Rachel Talalay, now best known for her extensive work on TV and the cult film Tank Girl, worked on the Nightmare series in various production roles from the beginning before finally getting the nod to direct. No matter what you think of Freddy’s Dead, her position is notable as women directors have been completely absent in horror franchise films [with a quick bit of research, I couldn’t find any].
Wes Craven’s New Nightmare [Wes Craven, 1994]
The second best film of the franchise, there was a time when I considered New Nightmare my favorite. Revisiting both films recently, it is clear that the original Nightmare holds up far better, but New Nightmare is an extraordinarily creative take on bringing Freddy back.
The premise of the film is very meta: 10 years after the release of A Nightmare on Elm Street, actress Heather Langenkamp begins having bad dreams while Wes Craven starts working on a mysterious new script. Langenkamp is resistant when offered to reprise her most famous role as she’s put horror films behind her after the birth of her son [Miko Hughes, who, between this and Pet Sematary is the creepiest child actor of all time]. New Nightmare uses its meta nature to be super insidery, with roles for New Line head Robert Shaye, producer Sara Risher, Robert Englund with and without the makeup, John Saxon, and cameos by a number of other Nightmare alums [unfortunately, no Roseanne and Tom, who made a strange appearance in Freddy’s Dead]. As Freddy continues to haunt Langenkamp and her family, the film constantly references the original film with visual cues and remakes of some of its kills.

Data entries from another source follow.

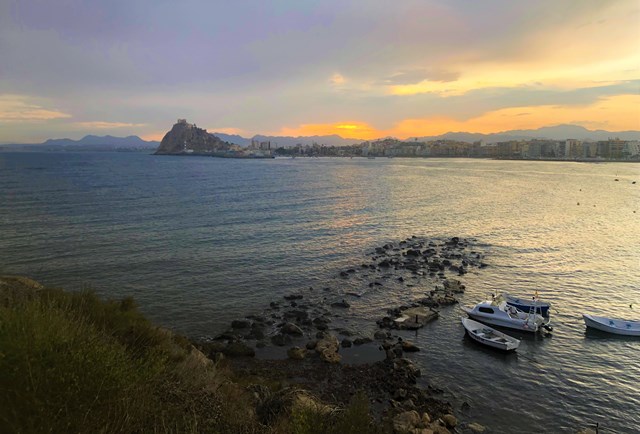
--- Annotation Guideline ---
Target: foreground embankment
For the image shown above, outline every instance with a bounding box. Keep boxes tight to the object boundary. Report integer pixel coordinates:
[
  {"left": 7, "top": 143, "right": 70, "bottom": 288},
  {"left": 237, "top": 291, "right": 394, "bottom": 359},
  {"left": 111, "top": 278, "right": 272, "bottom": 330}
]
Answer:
[{"left": 0, "top": 276, "right": 468, "bottom": 433}]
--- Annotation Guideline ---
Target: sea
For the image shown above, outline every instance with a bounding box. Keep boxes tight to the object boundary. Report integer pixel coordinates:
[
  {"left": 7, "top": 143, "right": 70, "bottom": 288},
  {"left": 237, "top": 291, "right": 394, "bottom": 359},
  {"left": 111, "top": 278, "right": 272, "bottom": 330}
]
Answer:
[{"left": 0, "top": 152, "right": 640, "bottom": 433}]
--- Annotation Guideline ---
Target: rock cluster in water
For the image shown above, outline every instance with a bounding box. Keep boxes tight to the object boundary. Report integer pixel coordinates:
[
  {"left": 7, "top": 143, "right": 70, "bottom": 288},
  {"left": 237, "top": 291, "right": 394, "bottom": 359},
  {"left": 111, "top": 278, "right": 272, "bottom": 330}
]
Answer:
[{"left": 192, "top": 237, "right": 486, "bottom": 432}]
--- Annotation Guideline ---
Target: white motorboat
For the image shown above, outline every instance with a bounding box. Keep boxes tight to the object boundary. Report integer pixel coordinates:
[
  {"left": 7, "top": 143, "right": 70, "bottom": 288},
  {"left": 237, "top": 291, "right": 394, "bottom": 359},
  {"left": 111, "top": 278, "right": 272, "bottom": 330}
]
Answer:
[
  {"left": 462, "top": 318, "right": 520, "bottom": 351},
  {"left": 582, "top": 313, "right": 640, "bottom": 336},
  {"left": 502, "top": 291, "right": 551, "bottom": 318},
  {"left": 460, "top": 296, "right": 551, "bottom": 333}
]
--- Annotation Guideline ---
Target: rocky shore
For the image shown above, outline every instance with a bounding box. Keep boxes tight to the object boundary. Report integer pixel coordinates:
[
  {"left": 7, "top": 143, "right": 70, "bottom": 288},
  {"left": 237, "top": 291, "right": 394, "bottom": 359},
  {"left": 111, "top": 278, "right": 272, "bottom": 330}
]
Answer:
[{"left": 196, "top": 236, "right": 487, "bottom": 433}]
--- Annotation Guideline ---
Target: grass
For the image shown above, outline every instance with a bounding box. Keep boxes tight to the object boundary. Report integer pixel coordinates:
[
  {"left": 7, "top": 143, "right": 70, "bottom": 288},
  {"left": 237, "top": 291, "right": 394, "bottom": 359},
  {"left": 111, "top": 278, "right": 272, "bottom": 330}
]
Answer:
[{"left": 0, "top": 277, "right": 390, "bottom": 434}]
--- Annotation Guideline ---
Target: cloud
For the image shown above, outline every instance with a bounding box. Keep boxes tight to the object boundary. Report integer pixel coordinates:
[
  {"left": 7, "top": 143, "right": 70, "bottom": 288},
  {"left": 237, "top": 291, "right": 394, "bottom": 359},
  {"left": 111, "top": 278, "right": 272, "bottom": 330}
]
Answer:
[
  {"left": 329, "top": 72, "right": 346, "bottom": 85},
  {"left": 0, "top": 0, "right": 640, "bottom": 141},
  {"left": 380, "top": 69, "right": 460, "bottom": 86},
  {"left": 0, "top": 95, "right": 71, "bottom": 122},
  {"left": 74, "top": 121, "right": 146, "bottom": 130}
]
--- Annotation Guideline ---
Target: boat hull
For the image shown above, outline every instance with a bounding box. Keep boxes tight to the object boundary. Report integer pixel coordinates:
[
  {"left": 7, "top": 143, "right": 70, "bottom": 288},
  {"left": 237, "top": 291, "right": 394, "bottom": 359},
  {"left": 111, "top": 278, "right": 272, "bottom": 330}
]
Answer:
[
  {"left": 506, "top": 295, "right": 551, "bottom": 318},
  {"left": 582, "top": 314, "right": 640, "bottom": 336},
  {"left": 462, "top": 307, "right": 542, "bottom": 333},
  {"left": 462, "top": 318, "right": 520, "bottom": 352}
]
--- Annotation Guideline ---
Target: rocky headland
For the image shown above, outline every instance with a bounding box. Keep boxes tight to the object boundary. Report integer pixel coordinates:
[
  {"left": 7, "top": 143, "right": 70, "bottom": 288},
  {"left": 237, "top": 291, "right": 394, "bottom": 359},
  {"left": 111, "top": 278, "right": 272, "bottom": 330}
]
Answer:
[{"left": 155, "top": 119, "right": 236, "bottom": 155}]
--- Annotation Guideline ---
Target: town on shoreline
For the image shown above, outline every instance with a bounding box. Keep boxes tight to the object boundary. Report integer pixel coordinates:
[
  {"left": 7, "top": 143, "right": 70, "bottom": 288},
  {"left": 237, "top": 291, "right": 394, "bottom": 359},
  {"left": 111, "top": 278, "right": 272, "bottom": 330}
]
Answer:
[{"left": 155, "top": 119, "right": 640, "bottom": 162}]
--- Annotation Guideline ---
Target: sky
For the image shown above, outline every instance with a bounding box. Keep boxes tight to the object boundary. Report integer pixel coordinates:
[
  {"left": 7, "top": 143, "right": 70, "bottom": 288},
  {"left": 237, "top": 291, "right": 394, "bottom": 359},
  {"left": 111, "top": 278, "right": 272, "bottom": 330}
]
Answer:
[{"left": 0, "top": 0, "right": 640, "bottom": 143}]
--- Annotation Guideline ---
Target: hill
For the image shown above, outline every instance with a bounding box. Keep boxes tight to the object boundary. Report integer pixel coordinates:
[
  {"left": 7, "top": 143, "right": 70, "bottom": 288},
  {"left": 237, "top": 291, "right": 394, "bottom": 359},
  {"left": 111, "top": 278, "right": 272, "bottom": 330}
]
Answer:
[
  {"left": 417, "top": 125, "right": 640, "bottom": 143},
  {"left": 0, "top": 135, "right": 160, "bottom": 151},
  {"left": 155, "top": 119, "right": 231, "bottom": 155}
]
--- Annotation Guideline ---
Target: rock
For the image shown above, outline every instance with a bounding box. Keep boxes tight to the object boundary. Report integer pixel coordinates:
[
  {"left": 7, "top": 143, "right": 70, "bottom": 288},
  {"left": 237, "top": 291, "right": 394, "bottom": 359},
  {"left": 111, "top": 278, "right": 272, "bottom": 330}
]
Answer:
[
  {"left": 393, "top": 410, "right": 420, "bottom": 433},
  {"left": 280, "top": 322, "right": 304, "bottom": 336},
  {"left": 155, "top": 119, "right": 231, "bottom": 155},
  {"left": 231, "top": 319, "right": 251, "bottom": 329},
  {"left": 271, "top": 333, "right": 291, "bottom": 347},
  {"left": 402, "top": 341, "right": 420, "bottom": 353},
  {"left": 373, "top": 330, "right": 387, "bottom": 340},
  {"left": 287, "top": 347, "right": 306, "bottom": 360},
  {"left": 431, "top": 424, "right": 451, "bottom": 434},
  {"left": 320, "top": 349, "right": 342, "bottom": 363},
  {"left": 283, "top": 309, "right": 309, "bottom": 321},
  {"left": 353, "top": 337, "right": 372, "bottom": 345},
  {"left": 245, "top": 328, "right": 264, "bottom": 340},
  {"left": 467, "top": 422, "right": 488, "bottom": 434},
  {"left": 442, "top": 414, "right": 458, "bottom": 428},
  {"left": 222, "top": 342, "right": 256, "bottom": 357},
  {"left": 393, "top": 389, "right": 407, "bottom": 401},
  {"left": 316, "top": 335, "right": 342, "bottom": 363},
  {"left": 316, "top": 335, "right": 340, "bottom": 353}
]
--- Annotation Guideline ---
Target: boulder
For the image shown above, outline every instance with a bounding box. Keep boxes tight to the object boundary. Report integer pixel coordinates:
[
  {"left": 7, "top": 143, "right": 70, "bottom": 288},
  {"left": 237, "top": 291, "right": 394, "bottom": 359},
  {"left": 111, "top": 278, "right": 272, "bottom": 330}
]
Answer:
[
  {"left": 331, "top": 300, "right": 351, "bottom": 309},
  {"left": 320, "top": 349, "right": 342, "bottom": 363},
  {"left": 271, "top": 333, "right": 291, "bottom": 347},
  {"left": 442, "top": 414, "right": 458, "bottom": 428},
  {"left": 280, "top": 322, "right": 304, "bottom": 336},
  {"left": 222, "top": 342, "right": 256, "bottom": 357},
  {"left": 231, "top": 319, "right": 251, "bottom": 329},
  {"left": 393, "top": 410, "right": 420, "bottom": 433},
  {"left": 402, "top": 341, "right": 420, "bottom": 353},
  {"left": 287, "top": 347, "right": 306, "bottom": 360},
  {"left": 467, "top": 422, "right": 484, "bottom": 434}
]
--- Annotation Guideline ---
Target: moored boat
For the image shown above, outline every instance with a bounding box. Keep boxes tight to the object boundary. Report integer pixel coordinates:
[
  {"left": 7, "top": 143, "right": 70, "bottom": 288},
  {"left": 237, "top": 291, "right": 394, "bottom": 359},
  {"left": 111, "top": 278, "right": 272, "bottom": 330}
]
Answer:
[
  {"left": 582, "top": 313, "right": 640, "bottom": 336},
  {"left": 503, "top": 292, "right": 551, "bottom": 318},
  {"left": 462, "top": 318, "right": 520, "bottom": 351},
  {"left": 461, "top": 296, "right": 551, "bottom": 333}
]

What is absolutely different about New Nightmare, however, is Freddy. His look is completely revamped, especially considering how we last saw him in Freddy’s Dead. To match the darker tone of the film, Freddy is scarier than previously in both look and attitude, more demonically inspired than the quick-witted trickster in the later sequels. He is no longer the fun monster in a movie but a real and dangerous threat.
Made two years earlier, this is sort of like a meta dry run for Craven’s more popular film Scream. It isn’t quite as polished, it definitely feels like a high concept plot film, but that concept is brilliant. New Line could have use any excuse to bring back their money maker, including just ignoring the fact that they “killed” him off in the last film. Instead, they gave the reins back to the original creator and let him run with an idea that is so original it really has no place in a mainstream horror franchise.
Now you'll notice I'm stopping here without talking about Freddy vs. Jason and the 2010 remake. To me, though I have plenty of reverence for the fan service film that brought the two horror icons together, Freddy vs. Jason is a Friday the 13th movie that has Freddy in a supporting role. As for the remake ... naaaaah.